船に乗り、揺れる海を越えて、ようやく拠点が見えてきた。遠くに見えるブラキオサウルスのリオとその夫サニー、そして、虎と小型肉食獣たちが元気に動き回っているのが確認できた。

「リオ! サニー!」

いさなが、最初に叫んだ。リオは、重い体を揺らしながら歩み寄ってきたが、その表情にはどこか懐かしさと安堵が混じっていた。サニーもその隣で、少し緊張した面持ちで立っていた。

「久しぶりだな。」

サニーはにっこりと微笑んで言う。リオも少し照れくさそうに首を傾げる。

「リオ、サニー、会えて嬉しいよ。」

萌香も安堵の表情を浮かべて、二匹に近づいた。あんなに遠くへ行っていたのに、無事に戻ってこれたことが何より嬉しい。

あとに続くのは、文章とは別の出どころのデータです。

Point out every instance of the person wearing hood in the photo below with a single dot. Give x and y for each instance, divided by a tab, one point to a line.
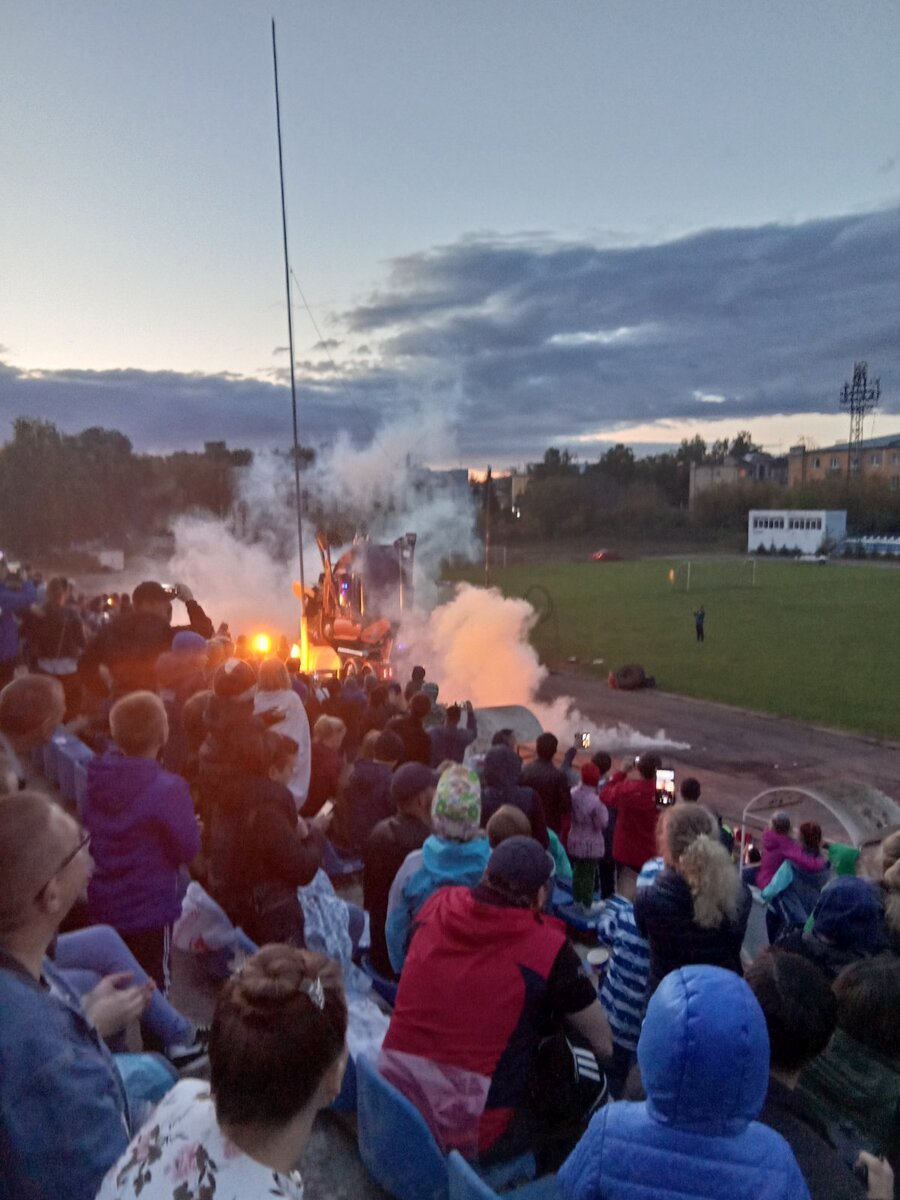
705	1066
778	847
259	850
143	831
853	1086
412	732
489	981
180	673
801	1014
412	791
502	773
455	853
367	798
846	925
231	727
277	697
131	642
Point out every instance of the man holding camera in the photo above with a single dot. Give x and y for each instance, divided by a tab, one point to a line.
132	642
17	594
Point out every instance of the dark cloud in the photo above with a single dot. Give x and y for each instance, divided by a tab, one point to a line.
529	341
549	341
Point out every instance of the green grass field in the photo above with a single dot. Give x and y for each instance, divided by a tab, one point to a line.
817	643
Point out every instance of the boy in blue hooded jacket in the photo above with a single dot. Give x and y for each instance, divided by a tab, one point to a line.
143	831
705	1066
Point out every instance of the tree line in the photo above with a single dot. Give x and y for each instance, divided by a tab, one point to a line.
623	497
60	490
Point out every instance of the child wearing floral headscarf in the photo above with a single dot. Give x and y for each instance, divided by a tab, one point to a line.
454	856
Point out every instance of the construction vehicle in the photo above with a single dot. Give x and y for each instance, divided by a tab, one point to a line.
354	611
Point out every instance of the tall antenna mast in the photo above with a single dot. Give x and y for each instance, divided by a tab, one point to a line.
291	351
858	399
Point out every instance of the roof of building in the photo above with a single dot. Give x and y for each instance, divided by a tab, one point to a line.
883	443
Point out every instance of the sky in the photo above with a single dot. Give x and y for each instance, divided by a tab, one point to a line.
553	223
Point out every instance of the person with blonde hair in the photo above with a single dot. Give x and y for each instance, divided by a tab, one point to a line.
277	1056
276	696
142	820
327	763
696	911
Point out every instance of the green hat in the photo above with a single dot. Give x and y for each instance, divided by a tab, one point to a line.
456	808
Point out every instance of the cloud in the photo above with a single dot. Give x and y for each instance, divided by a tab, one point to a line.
526	341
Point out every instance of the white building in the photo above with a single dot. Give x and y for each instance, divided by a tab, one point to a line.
803	531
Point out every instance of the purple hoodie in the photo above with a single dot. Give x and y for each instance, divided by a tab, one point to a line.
143	828
778	847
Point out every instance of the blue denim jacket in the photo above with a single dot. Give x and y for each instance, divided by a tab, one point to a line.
64	1110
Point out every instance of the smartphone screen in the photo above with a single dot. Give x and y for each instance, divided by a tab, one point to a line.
665	787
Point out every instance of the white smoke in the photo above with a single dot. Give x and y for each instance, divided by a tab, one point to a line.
478	647
243	570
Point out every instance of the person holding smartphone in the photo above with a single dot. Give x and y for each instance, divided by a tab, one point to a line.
261	851
634	799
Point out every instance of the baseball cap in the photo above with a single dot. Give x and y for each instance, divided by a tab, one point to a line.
519	867
411	779
235	679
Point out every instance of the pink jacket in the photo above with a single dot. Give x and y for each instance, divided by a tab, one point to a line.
778	847
589	819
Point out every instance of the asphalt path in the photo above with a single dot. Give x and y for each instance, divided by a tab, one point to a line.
733	753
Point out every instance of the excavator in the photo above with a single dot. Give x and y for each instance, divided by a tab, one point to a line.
353	613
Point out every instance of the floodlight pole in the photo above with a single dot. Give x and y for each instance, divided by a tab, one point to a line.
858	399
291	348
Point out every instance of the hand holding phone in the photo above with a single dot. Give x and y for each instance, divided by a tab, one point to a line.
665	787
323	817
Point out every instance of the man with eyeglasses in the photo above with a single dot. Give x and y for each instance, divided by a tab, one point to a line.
65	1116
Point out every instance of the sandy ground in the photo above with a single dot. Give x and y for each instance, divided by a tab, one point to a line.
735	754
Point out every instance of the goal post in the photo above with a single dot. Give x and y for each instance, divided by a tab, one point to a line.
693	575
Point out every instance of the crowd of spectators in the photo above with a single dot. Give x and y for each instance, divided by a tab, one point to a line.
677	1067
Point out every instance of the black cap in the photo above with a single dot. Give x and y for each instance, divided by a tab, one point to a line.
519	867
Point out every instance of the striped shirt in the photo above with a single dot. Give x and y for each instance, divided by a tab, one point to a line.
624	990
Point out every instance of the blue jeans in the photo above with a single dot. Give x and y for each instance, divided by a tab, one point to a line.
85	955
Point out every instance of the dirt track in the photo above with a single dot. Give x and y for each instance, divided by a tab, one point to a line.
736	754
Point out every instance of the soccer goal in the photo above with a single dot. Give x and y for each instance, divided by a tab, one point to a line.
713	574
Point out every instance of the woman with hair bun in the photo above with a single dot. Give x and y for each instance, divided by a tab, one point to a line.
697	909
277	1055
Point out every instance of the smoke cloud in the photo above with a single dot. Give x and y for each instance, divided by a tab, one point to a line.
478	648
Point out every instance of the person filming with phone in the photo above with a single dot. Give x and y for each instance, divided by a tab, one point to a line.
634	799
127	647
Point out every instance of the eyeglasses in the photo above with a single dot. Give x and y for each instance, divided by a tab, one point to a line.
83	844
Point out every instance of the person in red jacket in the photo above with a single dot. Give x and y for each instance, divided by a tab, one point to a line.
634	801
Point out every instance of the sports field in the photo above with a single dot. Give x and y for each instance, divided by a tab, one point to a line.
816	643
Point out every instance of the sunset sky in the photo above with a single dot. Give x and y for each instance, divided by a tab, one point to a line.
563	223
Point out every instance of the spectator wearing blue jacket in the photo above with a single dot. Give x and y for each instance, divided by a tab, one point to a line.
66	1113
144	831
705	1065
455	855
17	594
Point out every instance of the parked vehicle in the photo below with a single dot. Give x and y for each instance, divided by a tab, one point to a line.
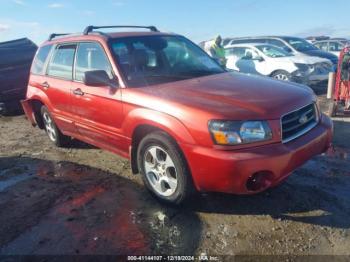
183	121
312	39
270	60
15	59
334	46
293	45
340	101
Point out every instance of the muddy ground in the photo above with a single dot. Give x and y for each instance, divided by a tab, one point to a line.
82	200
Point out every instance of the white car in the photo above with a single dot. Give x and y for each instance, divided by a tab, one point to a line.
332	46
270	60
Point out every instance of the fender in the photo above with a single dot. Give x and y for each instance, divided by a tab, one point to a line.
34	93
170	124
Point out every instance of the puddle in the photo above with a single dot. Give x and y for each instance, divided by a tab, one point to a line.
83	210
13	181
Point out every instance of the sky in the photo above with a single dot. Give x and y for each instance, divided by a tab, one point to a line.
196	19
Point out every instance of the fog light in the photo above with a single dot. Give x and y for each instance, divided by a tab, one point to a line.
259	181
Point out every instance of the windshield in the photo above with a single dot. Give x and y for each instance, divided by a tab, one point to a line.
300	44
150	60
272	51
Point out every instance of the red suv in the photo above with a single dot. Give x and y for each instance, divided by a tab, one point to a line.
184	122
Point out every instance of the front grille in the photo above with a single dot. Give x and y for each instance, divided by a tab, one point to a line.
298	122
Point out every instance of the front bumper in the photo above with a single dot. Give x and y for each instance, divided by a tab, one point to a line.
228	171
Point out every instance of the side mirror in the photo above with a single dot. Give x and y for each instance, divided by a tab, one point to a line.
287	49
98	78
247	57
259	58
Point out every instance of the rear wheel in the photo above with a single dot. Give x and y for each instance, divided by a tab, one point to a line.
52	130
281	75
164	169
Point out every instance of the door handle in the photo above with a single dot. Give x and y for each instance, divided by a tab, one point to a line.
78	92
45	85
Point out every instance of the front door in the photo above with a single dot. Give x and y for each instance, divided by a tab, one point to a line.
98	109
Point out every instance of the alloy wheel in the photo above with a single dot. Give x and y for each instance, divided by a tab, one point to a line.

だが、嬉しい再会もつかの間だった。いさなは深刻な顔をしながら、立ち止まる。

「サニー、リオ…、実は…」

いさなの声が少し震えた。サニーとリオがその表情を察して、すぐに話を聞こうとした。

「ゆうなが…」

いさなは言葉を詰まらせ、しばらく沈黙した。萌香もそっと彼の横に立ち、同じように重い空気を漂わせていた。リオとサニーが真剣な表情で二人を見つめる。

「ゆうなが…」

ついに、いさなが深呼吸をして、続けた。

「火山で…落ちてしまった。マグマに…」

その言葉を聞いた瞬間、リオは驚きの表情を浮かべ、サニーもそれに続いて眉をひそめた。虎と小型肉食獣たちも、その場に立ち尽くし、まるで何かを察したかのように静まり返った。

「…そうか。」

サニーが静かに言う。リオも口を開こうとしたが、言葉が見つからなかったようで、黙って首を垂れた。

「彼女を失ったことは、僕たちにとっても痛手だ。」

いさながつぶやいた。その言葉には、彼自身がどれほどゆうなを大切に思っていたのかがにじみ出ていた。

その後、少しの間、静寂が続いた。動物たちはその様子を見守り、言葉を発することなく、ただその場に立ち尽くしていた。

再会とともに、悲しい知らせも伝えたが、これで終わりではない。いさなはゆうなの死を受け入れつつ、前に進むことを誓った。彼の心には、まだ目指すべき場所があり、達成すべき目標が残っていた。

「これからどうするんだ?」

サニーが心配そうに尋ねると、いさなはしばらく黙ってから答えた。

「アーティファクトはあと4つ。それを集めるために、まだ進まなければならない。」

いさなは深く息を吐いて、決意を新たにした。

「僕たちは、ゆうなのためにも、すべてのアーティファクトを集めるんだ。」

萌香もその言葉に頷き、力強い表情で言った。

「そうだね。彼女のためにも。」

リオとサニーはその言葉に深く頷き、恐竜たちも再び何も言わず、ただその決意を静かに受け止めた。拠点での休息を取り、次に向かうべき場所を決めた一行。だが、萌香はどこか落ち着かない様子だった。何かが心に引っかかっているように見えたが、彼女はそれを口に出すことなく、沈黙を守っていた。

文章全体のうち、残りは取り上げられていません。